2.Draft resolutions to be passed by the General Meeting, and other important materials should be presented to shareholders together with justification and an opinion of the Supervisory Board if such opinion is necessary, prior to the General Meeting, so that they can read the materials and assess them.
3. Chairman of the General Meeting should ensure that resolutions are formulated in a way enabling each person entitled to vote, who does not agree with the subject of the resolution, to challenge the resolution. Person challenging a resolution shall have a possibility to briefly justify their claim.
4. Resolution on abandoning the discussion of a matter included in the agenda may be passed only if there is important or material reason to do so. Motion related to the above should have a detailed justification. General Meeting may not pass a resolution on removing a matter from the agenda or abandoning the discussion of a matter included in the agenda at the request of shareholders.
§ 11.
1. A participant of the General Meeting shall have a right to one address and one reply with respect to each item of the agenda and each organizational matter. Address time shall be limited to 3 minutes, and the reply time to 1 minute.
2. Members of the Supervisory Board and the Management Board, as well as the Company's chartered auditor should provide the participants of the General Meeting with explanations and information on the Company, to an extent corresponding to their competences, and in a scope necessary to decide on issues discussed by the General Meeting.
§ 12.
Motions on issues included in the agenda and statements for the record should be submitted in writing to the Chairman of the Meeting.
§ 13.
Chairman opens the discussion once an item included in the agenda has been presented by a competent person. Discussion may at the same time cover a number of items on the agenda.
§ 14.
1. General Meeting may elect a three-member ballot counting committee from among an unlimited number of candidates put up by the participants of the General Meeting. General Meeting may also appoint other committees. Committee members shall be elected in a secret ballot.

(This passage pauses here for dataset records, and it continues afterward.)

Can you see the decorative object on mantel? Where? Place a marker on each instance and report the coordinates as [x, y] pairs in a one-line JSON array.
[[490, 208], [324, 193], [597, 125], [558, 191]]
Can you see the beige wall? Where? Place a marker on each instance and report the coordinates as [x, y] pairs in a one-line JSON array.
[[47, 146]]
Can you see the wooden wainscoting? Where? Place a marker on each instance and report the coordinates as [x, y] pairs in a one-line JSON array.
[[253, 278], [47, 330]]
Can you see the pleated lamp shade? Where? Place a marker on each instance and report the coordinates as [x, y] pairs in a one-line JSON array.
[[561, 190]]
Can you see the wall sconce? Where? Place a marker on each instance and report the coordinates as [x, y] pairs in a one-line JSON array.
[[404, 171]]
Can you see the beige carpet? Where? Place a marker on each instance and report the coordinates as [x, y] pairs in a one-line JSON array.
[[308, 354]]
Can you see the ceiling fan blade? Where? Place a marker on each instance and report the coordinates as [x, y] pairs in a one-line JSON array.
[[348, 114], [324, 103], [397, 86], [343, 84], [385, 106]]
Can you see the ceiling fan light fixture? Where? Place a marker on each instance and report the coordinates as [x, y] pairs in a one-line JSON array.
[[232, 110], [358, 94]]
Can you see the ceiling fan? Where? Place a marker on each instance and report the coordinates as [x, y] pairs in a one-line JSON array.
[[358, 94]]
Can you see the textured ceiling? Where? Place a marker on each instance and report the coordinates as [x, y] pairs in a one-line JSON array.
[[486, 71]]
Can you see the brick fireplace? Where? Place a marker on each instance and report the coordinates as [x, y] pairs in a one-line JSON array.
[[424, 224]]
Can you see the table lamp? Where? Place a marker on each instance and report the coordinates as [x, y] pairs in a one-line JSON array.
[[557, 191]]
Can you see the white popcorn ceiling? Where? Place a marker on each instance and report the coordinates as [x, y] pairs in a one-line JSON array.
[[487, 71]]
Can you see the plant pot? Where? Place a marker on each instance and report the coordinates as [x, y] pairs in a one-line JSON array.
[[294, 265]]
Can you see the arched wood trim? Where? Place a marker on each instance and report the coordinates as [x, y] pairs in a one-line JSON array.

2. General Meeting may pass a resolution on canceling the confidential character of voting on issues related to the election of a committee appointed by the General Meeting.
§ 15.
1. Responsibilities of the ballot counting committee shall include ensuring that each voting proceeds correctly, supervising computer services, as well as verifying and announcing results. Ballot counting committee shall also examine results of votings held before it was constituted.
2. If the committee deems the votings incorrect, it shall immediately inform the Chairman of the Meeting, and suggest further procedure to be followed.
3. If votings are deemed correct, all members of the ballot counting committee shall sign the protocol (computer printout) with voting results.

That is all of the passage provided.